Open Source and Passive Information Gathering
As far as intelligence gathering goes, open source or passive information gathering is the least aggressive. Basically the process relies on obtaining information from those sources that are typically publicly available and out in the open. Potential sources include newspapers, websites, discussion groups, press releases, television, social networking, blogs, and innumerable other sources.
With a skilled and careful hand, it is more than possible to gather operating system and network information, public IP addresses, web server information, and TCP and UDP data sources, just to name a few.
Active Information Gathering
Active information gathering involves engagement with the target through techniques such as social engineering. Attackers tend to focus their efforts on the “soft target,” which tends to be human beings. A savvy attacker engages employees under different guises under various pretenses with the goal of socially engineering an individual to reveal information.

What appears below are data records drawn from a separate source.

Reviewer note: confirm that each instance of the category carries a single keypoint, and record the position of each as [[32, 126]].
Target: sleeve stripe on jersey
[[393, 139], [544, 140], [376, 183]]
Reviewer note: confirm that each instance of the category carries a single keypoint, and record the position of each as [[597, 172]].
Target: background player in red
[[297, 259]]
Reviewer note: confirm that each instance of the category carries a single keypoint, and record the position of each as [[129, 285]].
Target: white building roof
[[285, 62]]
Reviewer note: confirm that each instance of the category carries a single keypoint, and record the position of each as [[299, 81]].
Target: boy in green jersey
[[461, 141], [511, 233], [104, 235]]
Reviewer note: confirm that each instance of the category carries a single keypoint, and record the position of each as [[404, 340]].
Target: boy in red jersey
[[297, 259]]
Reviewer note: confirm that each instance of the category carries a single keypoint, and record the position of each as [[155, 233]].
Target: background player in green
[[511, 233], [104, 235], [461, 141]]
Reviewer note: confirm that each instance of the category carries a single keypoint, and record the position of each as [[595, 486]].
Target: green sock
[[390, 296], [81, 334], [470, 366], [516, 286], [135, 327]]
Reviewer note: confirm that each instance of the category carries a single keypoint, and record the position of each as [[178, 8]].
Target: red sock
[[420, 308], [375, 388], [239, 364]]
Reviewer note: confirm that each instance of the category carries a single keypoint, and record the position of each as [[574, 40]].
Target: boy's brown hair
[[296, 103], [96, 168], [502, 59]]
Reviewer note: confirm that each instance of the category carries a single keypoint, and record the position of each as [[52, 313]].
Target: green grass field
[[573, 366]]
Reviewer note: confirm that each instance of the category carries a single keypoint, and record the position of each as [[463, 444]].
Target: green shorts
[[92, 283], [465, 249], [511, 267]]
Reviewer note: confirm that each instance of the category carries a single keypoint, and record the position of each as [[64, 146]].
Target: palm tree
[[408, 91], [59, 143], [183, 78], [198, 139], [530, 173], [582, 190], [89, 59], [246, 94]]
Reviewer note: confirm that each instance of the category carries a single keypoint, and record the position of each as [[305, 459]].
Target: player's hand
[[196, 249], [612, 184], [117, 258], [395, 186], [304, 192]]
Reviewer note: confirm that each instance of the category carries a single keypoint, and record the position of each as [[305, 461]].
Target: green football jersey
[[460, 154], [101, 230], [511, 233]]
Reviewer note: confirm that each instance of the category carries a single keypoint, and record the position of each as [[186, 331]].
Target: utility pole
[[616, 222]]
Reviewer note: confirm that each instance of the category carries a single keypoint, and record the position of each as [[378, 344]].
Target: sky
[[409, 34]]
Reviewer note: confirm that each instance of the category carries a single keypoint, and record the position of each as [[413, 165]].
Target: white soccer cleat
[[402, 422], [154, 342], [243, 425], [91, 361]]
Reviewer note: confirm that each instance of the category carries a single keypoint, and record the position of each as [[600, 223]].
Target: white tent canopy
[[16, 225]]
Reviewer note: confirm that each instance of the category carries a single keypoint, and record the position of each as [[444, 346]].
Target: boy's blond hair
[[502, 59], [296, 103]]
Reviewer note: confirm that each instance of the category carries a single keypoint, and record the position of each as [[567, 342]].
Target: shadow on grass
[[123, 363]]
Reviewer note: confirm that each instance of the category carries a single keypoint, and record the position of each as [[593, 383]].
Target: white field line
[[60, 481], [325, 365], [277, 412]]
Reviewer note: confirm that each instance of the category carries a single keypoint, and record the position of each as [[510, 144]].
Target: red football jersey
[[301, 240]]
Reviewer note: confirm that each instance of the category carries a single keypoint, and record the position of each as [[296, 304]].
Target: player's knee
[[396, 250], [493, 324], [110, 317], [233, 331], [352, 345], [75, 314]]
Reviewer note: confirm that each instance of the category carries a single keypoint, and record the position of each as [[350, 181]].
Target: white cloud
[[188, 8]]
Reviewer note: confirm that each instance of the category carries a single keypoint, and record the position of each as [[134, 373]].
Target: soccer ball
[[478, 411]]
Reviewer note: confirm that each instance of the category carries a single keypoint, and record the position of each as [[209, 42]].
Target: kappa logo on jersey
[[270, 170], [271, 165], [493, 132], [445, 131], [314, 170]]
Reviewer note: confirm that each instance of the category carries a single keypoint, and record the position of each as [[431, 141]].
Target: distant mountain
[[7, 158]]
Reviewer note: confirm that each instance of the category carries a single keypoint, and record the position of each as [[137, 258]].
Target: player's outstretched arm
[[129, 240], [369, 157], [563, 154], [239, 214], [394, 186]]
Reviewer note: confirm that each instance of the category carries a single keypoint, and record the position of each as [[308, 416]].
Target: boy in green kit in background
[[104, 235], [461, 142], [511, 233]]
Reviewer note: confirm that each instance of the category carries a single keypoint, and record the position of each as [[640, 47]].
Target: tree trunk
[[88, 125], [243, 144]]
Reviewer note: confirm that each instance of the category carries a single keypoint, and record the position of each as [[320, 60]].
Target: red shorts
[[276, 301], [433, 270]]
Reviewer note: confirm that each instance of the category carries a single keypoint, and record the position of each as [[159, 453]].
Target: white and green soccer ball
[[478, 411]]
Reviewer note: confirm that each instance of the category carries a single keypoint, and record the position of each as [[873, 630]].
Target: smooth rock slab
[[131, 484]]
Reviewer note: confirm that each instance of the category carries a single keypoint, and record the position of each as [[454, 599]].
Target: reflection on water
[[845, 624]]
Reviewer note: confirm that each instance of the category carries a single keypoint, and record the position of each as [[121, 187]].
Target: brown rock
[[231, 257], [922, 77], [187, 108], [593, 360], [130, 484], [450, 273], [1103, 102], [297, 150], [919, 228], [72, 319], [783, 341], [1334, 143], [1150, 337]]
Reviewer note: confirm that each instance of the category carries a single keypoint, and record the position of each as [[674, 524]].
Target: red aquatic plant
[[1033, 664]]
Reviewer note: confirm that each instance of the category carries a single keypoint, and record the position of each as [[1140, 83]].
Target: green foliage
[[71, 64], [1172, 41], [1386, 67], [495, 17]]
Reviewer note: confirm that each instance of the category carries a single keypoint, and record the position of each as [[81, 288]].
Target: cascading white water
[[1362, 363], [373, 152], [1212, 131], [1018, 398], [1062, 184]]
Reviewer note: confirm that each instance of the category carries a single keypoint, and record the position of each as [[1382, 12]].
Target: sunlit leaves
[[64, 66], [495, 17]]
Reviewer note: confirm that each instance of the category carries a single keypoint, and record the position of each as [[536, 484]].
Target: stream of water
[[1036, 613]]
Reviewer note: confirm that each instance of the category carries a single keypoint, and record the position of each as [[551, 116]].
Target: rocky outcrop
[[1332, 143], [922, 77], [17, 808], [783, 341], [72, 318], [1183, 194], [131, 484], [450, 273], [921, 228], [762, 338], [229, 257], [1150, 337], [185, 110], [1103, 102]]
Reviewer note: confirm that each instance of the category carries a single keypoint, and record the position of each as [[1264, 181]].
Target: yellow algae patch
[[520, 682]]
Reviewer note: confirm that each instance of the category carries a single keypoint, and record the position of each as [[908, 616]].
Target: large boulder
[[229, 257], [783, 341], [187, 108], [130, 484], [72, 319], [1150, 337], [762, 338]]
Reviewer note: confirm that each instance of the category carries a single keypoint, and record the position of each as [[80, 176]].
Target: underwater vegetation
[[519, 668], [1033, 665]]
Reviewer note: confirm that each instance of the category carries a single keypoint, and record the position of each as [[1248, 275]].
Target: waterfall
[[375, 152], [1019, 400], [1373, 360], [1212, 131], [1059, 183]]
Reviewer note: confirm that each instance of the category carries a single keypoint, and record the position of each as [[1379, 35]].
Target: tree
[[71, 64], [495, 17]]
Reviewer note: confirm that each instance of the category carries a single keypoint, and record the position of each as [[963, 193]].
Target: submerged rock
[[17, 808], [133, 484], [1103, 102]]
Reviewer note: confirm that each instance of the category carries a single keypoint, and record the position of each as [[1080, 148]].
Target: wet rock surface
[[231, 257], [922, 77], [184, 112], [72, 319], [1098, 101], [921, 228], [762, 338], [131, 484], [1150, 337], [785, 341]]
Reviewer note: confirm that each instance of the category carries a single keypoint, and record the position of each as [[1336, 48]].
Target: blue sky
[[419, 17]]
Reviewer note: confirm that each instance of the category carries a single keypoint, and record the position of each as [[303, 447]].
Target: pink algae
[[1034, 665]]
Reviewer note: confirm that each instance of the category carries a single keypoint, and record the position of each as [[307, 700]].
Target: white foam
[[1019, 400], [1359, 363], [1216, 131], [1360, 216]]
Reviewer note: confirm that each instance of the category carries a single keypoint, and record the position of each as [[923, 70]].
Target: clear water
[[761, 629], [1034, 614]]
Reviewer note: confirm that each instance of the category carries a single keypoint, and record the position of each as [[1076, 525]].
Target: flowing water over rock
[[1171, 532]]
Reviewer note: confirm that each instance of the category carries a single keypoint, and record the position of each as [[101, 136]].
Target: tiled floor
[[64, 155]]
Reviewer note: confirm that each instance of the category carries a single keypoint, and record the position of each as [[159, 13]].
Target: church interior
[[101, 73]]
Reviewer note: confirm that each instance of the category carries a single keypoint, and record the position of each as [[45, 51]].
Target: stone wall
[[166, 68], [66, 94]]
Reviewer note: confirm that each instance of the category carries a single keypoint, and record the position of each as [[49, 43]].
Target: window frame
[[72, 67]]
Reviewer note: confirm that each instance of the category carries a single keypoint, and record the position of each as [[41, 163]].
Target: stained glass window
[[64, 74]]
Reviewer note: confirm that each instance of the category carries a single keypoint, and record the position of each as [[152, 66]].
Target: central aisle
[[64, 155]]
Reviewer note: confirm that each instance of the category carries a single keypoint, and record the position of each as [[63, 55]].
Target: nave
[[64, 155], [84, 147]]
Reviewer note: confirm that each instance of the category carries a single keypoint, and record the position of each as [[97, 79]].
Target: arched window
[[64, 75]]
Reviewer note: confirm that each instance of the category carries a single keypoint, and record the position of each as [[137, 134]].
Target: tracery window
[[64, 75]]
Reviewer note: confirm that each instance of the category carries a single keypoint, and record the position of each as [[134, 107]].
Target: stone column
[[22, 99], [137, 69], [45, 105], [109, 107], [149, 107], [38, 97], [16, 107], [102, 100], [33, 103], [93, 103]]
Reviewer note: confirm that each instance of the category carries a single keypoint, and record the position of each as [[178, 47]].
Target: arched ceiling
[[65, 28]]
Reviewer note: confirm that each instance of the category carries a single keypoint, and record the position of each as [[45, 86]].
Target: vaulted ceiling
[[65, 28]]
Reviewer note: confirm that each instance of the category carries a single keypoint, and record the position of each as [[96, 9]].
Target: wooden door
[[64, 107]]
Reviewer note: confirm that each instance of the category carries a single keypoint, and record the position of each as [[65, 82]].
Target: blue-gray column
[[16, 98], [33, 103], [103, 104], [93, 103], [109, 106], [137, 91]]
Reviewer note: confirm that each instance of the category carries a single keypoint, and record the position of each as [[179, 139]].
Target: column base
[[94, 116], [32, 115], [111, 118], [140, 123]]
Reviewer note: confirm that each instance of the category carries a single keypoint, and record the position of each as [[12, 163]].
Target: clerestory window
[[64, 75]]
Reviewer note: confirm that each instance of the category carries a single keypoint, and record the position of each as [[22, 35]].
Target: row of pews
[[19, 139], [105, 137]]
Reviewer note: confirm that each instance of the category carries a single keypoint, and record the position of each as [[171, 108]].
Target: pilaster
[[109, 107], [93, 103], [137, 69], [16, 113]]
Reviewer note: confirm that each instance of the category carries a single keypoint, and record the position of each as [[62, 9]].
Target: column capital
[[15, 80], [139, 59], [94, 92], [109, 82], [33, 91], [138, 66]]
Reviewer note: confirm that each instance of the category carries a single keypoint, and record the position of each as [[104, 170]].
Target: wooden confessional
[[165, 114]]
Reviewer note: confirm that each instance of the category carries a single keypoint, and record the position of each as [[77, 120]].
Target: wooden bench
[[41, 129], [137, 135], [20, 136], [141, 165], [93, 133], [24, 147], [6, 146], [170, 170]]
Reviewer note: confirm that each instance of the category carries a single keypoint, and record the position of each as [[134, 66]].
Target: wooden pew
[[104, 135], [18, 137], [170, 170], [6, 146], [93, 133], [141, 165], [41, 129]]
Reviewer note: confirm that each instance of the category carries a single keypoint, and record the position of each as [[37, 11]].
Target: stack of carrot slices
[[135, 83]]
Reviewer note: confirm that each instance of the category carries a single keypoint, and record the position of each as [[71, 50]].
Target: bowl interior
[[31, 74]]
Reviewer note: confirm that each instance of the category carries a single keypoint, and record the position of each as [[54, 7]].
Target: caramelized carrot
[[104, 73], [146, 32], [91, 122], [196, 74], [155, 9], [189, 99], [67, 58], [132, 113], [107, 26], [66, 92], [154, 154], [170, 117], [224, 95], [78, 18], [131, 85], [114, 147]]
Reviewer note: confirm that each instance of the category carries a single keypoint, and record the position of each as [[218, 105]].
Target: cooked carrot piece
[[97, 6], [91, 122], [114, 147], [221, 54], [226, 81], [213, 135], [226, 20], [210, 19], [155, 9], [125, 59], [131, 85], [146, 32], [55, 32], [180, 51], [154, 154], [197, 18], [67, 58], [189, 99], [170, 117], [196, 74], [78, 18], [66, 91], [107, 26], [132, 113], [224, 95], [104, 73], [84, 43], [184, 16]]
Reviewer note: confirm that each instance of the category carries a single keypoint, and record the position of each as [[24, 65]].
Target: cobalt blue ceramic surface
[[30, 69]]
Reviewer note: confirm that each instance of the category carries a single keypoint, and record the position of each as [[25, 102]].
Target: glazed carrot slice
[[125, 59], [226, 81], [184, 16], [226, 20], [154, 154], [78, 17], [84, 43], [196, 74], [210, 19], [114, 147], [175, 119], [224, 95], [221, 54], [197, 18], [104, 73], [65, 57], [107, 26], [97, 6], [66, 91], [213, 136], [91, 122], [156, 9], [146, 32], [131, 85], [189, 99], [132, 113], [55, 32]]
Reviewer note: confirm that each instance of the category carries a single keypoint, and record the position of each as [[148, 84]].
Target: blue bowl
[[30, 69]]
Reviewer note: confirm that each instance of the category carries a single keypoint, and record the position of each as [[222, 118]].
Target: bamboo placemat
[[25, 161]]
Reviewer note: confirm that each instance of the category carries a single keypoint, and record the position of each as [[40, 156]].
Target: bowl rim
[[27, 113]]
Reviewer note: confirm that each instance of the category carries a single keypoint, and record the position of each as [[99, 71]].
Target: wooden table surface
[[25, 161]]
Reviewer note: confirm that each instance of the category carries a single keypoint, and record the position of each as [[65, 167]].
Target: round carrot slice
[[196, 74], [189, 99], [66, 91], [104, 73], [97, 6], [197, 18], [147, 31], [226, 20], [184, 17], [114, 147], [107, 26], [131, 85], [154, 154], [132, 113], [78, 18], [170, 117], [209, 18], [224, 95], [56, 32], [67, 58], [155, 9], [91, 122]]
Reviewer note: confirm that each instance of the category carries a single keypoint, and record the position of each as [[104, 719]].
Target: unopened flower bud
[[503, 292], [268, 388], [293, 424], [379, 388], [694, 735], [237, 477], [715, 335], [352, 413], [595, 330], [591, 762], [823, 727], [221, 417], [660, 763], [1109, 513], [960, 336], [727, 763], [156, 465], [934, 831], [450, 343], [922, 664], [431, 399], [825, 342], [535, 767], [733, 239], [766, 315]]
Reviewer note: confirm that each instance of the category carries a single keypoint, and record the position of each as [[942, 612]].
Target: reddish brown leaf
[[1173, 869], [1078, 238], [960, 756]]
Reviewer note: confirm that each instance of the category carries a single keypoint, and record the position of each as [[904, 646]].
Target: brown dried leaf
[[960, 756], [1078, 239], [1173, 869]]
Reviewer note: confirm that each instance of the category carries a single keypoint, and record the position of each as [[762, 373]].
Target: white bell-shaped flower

Pseudonymous involves gathering information from online sources that are posted by someone from the target but under a different name or in some cases a pen name. In essence the information is not posted under a real name or anonymously; it is posted under an assumed name with the intention that it will not be traced to the actual source.
A pretty straightforward method of gaining information is to just use the Internet. I’m talking about using techniques such as Google hacking (which uses Google Search and other Google apps to identify security holes in websites’ configuration and computer code) and other methods to find out what your target wants to hide (or doesn’t know is public information) that a malicious party can easily obtain and use.